Pacific Islands: The Next Kenya?

So, if Pacific islanders now have access to technology allowing them to send, receive, and save money, withdraw cash, top up their mobile phones, pay bills, make direct purchases in shops, and even pay their bus fares, are the Pacific island countries the next big thing in mobile money? Not really—or at least not yet. Because so few of the potential clients for mobile money actually use it.

A 2012 PFIP market survey on mobile money attitudes and perceptions in Fiji (conducted on 1,020 households, with representatives from various ethnic, age, and gender backgrounds) reveals that the slow growth of mobile money is due to a persistent gap between awareness of the service and understanding of its relevance. While the price of transactions does not appear to be a limiting factor, even among lower-income users, the following findings stand out:

  • Most of those surveyed knew of the mobile money services yet didn't feel them necessary and/or didn't know how to use them.
  • While trust in banks is high, trust in the new services is still low.
  • People relate to products differently based on their age, gender, and location, suggesting a need for appropriate segmentation, targeting, and positioning strategies.
Photo of a hand holding a mobile phone, cash, and a calling card.

Developing mobile money services is complicated. It involves strong partnerships between mobile network operators, financial services providers, and retailers.
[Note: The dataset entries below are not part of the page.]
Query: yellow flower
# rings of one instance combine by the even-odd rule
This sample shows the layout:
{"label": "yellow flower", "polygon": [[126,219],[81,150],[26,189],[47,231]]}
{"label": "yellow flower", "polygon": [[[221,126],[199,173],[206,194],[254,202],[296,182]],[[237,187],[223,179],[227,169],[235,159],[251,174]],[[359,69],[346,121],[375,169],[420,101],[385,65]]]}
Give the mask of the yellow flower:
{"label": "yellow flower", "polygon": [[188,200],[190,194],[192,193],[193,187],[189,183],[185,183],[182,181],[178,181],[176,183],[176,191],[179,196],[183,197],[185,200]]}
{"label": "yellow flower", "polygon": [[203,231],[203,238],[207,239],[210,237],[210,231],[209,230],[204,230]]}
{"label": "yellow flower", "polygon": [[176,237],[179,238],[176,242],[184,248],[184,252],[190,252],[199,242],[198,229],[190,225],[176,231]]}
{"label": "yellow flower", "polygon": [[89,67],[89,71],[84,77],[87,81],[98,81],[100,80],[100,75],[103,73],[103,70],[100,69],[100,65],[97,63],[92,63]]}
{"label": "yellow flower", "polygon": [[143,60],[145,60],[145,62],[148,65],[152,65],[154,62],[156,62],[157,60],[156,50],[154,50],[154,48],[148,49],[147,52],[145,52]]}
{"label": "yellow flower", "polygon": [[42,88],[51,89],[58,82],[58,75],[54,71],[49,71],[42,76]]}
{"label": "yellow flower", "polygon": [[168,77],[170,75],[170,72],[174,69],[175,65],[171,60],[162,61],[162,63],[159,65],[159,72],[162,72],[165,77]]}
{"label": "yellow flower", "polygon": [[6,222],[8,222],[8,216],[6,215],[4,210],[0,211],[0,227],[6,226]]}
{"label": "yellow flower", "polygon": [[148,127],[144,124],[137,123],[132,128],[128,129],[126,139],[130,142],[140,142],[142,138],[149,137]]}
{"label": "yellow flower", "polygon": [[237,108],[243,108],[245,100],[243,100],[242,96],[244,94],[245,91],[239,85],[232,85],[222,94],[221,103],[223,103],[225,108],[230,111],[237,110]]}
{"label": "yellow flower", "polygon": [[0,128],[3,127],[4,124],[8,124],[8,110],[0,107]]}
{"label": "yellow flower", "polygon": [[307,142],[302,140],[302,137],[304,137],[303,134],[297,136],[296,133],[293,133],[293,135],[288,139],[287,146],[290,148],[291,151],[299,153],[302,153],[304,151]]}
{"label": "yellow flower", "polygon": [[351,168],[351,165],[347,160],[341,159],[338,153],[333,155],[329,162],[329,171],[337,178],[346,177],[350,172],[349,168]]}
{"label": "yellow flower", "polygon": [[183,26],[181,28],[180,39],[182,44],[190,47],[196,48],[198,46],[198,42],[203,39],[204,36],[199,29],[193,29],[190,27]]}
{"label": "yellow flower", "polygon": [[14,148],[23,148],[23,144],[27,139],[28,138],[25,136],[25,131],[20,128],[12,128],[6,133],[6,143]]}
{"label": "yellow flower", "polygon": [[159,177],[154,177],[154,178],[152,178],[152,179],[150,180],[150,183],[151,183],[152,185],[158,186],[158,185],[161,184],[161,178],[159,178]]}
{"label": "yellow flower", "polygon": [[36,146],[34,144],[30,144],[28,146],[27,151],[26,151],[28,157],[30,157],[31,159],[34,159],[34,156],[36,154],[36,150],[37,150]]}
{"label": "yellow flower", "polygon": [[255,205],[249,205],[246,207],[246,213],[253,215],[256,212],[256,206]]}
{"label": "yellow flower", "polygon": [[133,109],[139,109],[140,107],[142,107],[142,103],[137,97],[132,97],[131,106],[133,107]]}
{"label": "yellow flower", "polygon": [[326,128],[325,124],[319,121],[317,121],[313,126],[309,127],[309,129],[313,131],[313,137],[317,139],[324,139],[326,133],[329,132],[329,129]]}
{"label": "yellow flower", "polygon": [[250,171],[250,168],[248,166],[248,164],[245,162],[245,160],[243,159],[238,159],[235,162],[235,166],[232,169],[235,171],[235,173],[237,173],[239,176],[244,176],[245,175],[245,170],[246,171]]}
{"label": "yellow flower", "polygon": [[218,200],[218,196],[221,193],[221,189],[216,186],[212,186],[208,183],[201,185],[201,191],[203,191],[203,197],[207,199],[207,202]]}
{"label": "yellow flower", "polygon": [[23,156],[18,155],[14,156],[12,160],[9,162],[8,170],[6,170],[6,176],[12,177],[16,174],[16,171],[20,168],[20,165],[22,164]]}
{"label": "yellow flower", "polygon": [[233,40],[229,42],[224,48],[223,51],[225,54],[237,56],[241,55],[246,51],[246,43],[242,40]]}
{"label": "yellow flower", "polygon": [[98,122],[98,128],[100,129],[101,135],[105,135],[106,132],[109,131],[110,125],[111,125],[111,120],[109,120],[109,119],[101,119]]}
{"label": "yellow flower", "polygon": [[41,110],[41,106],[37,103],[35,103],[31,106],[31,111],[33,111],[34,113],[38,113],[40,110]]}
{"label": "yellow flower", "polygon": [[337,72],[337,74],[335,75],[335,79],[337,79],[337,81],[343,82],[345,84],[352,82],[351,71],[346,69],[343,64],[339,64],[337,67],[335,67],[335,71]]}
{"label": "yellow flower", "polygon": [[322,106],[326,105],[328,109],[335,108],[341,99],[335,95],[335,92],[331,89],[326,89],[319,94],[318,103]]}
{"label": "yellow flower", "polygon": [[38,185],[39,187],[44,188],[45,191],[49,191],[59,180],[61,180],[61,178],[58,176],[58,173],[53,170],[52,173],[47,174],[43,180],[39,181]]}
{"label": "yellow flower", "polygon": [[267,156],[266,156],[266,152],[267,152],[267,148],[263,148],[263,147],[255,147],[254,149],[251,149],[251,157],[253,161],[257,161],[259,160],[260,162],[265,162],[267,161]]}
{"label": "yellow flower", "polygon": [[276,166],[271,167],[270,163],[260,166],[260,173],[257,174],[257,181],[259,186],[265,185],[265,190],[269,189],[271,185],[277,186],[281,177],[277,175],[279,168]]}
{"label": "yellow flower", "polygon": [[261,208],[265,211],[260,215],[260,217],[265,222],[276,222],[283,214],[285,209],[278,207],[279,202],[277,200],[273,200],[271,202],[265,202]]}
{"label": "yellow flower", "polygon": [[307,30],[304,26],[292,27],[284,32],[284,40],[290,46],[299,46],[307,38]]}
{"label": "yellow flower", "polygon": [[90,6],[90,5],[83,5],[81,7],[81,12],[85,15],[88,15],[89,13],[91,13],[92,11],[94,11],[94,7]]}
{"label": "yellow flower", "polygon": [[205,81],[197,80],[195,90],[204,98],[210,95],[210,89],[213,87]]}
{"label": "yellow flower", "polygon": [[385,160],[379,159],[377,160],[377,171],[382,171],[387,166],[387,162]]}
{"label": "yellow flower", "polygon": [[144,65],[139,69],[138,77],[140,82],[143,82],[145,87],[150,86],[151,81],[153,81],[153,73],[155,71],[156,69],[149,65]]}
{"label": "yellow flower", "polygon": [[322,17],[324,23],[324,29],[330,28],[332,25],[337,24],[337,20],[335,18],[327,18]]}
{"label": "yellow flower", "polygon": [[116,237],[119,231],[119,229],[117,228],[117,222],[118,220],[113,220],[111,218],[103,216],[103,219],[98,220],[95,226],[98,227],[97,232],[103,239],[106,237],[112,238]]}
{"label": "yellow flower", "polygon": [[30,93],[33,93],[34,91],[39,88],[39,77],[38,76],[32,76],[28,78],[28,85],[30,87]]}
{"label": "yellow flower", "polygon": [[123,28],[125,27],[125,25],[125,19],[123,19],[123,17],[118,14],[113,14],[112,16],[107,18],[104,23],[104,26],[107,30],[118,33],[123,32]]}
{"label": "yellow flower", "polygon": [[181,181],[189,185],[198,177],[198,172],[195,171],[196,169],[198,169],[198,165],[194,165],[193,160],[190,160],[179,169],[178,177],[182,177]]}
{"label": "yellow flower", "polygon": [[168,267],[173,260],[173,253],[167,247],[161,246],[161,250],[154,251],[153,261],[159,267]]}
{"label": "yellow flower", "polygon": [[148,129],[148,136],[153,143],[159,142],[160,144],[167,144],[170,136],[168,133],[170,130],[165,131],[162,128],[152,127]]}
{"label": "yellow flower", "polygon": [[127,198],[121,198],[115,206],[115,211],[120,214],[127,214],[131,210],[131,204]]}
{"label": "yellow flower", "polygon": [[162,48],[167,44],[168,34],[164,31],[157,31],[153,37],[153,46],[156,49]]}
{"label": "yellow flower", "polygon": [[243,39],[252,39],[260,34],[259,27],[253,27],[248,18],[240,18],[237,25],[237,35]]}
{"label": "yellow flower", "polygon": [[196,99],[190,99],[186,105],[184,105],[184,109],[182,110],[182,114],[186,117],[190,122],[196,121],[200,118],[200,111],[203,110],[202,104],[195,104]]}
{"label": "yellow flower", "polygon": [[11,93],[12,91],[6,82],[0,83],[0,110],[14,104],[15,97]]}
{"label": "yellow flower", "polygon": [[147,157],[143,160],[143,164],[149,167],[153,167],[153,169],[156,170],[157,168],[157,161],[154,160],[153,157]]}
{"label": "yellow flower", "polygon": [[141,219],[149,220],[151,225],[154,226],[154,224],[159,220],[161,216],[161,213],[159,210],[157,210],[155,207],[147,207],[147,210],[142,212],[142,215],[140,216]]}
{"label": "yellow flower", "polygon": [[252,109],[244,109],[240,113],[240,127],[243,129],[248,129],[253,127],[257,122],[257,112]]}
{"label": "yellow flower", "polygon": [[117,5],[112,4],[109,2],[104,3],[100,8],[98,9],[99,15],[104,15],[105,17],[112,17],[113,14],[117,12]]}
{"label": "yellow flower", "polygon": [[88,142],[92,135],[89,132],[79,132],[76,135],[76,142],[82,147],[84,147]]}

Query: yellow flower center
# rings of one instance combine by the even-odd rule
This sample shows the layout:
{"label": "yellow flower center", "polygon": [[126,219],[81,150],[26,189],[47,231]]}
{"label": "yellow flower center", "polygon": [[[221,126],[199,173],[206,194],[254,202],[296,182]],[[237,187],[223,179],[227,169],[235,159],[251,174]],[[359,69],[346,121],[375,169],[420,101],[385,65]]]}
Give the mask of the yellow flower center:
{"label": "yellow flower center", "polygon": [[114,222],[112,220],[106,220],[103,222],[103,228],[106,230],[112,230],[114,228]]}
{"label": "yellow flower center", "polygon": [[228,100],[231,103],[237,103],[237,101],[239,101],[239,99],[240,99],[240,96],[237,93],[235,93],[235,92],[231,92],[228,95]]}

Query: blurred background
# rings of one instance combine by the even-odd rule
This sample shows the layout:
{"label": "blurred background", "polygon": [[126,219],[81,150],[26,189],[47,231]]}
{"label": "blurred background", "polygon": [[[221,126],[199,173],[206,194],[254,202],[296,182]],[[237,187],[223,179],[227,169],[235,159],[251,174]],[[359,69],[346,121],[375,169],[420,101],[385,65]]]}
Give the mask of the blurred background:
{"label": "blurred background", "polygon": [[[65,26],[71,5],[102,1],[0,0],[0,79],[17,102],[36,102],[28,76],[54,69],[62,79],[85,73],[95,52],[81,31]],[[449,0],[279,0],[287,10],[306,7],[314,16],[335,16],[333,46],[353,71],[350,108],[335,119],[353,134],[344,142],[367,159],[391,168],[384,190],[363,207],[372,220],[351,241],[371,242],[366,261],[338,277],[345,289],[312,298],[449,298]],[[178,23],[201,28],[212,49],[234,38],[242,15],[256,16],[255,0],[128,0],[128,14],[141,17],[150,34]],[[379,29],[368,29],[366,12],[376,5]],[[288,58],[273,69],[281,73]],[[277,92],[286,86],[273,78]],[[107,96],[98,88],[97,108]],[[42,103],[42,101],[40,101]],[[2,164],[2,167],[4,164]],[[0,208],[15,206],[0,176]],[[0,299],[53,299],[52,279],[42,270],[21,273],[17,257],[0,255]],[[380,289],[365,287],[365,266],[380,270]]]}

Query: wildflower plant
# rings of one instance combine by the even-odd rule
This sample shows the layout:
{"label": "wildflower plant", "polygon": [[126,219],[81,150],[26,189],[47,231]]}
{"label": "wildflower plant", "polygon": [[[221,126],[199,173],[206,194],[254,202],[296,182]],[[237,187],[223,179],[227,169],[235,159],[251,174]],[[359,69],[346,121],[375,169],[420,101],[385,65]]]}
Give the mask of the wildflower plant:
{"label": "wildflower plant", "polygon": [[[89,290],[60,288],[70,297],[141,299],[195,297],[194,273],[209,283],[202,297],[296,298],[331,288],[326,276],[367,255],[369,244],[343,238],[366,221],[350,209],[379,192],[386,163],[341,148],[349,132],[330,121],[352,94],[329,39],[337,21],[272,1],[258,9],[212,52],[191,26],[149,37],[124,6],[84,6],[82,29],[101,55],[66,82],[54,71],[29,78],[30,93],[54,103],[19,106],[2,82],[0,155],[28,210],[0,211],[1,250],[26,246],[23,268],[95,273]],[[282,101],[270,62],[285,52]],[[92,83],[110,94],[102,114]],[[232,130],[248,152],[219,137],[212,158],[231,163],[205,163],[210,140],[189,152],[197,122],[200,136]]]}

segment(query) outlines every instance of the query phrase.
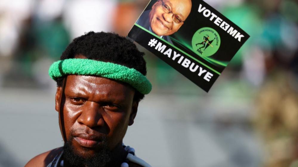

It also implies significant investments for needs assessment, technology development and national deployment. The return on investment can be a long-run proposition: of the approximately 150 mobile money deployments worldwide, only 11 have more than 1 million subscribers and thus are on the way to full sustainability. The Pacific is following the global trend that suggests five years or more are necessary to make the service work.

Tillman Bruett, who heads mobile banking for the poor (MB4P), UNCDF's global programme on the subject, summarises the opportunities of-and threats to-mobile money in the Pacific as follows:

  • Mobile phones can reach a lot of people quickly-the number of those who have registered for mobile money accounts across the Pacific is creeping toward 1 million.
  • Getting people to use and trust the system takes time-only about 5% of registered customers actually use the service, which is not far from the global average.
  • At the same time, mobile network operators need to see some growth in the next few years as an incentive to invest further in offering the service.
  • Regulator support is crucial-and Pacific regulators have been highly supportive.

PFIP is not putting all its eggs in the mobile money basket. The project has supported several banks which are now making significant progress in reaching the unbanked. Westpac and Bank of the South Pacific, for example, offer a simple low-cost bank account with quick-issue debit cards and dedicated agents. Collectively, these bank solutions are now reaching nearly 150,000 Pacific islanders, most of whom were previously unbanked. In fact, the banks seem to be having an easier time getting clients to be active than mobile phone companies. Clients, it seems, accept formal savings more readily than they do formal money transfers, and access to ATM networks is proving a strong draw. Increasingly, also, partnerships are emerging, linking mobile network operators with the local post office, for example, or with banks, microfinance institutions, and insurance companies.

Over time, and given effective marketing efforts, quality improvements, and a reliable network of agents, we expect to see these efforts mature and reach millions of Pacific islanders.